- Directed by: Max Obal
- Starring: Ernst Reicher; Gertrud de Lalsky; Anton Walbrook;
- Cinematography: Karl Attenberger
- Production company: Münchner Lichtspielkunst
- Distributed by: Bavaria Film
- Release date: 1 April 1925;
- Running time: 82 minutes
- Country: Germany
- Languages: Silent; German intertitles;

= The Secret of Castle Elmshoh =

1925 film

The Secret of Castle Elmshoh (German: Das Geheimnis von Schloß Elmshöh) is a 1925 German silent mystery crime film directed by Max Obal and starring Ernst Reicher, Gertrud de Lalsky and Anton Walbrook. It was made at the Emelka Studios in Munich. The film's sets were designed by the art director Max Heilbronner. It is part of a long-running series featuring the detective Stuart Webbs.

==Synopsis==
After a burglary at Castle Elmshoh, the private detective Stuart Webbs is called in to investigate.

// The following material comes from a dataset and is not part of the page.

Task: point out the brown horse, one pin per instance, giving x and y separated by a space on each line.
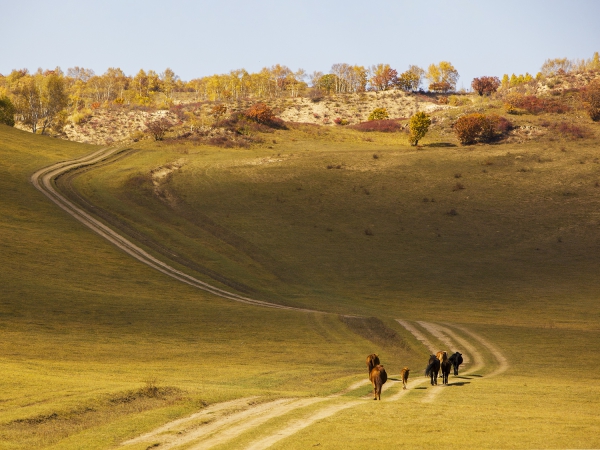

Clearing up the theft turns out be relatively straightforward but in the process he uncovers a more serious crime committed in order to secure the inheritance of the estate.

==Cast==
- Ernst Reicher as Stuart Webbs
- Gertrud de Lalsky as Gräfin
- Anton Walbrook as Ihr Sohn Axel
- Georg Vogelsang as Georg
- Hermann Nesselträger as Großvater
- Hermann Picha as Pfarrer
- Ruth Weyher

==Bibliography==
- Bock, Hans-Michael & Bergfelder, Tim. The Concise Cinegraph: Encyclopaedia of German Cinema. Berghahn Books, 2009.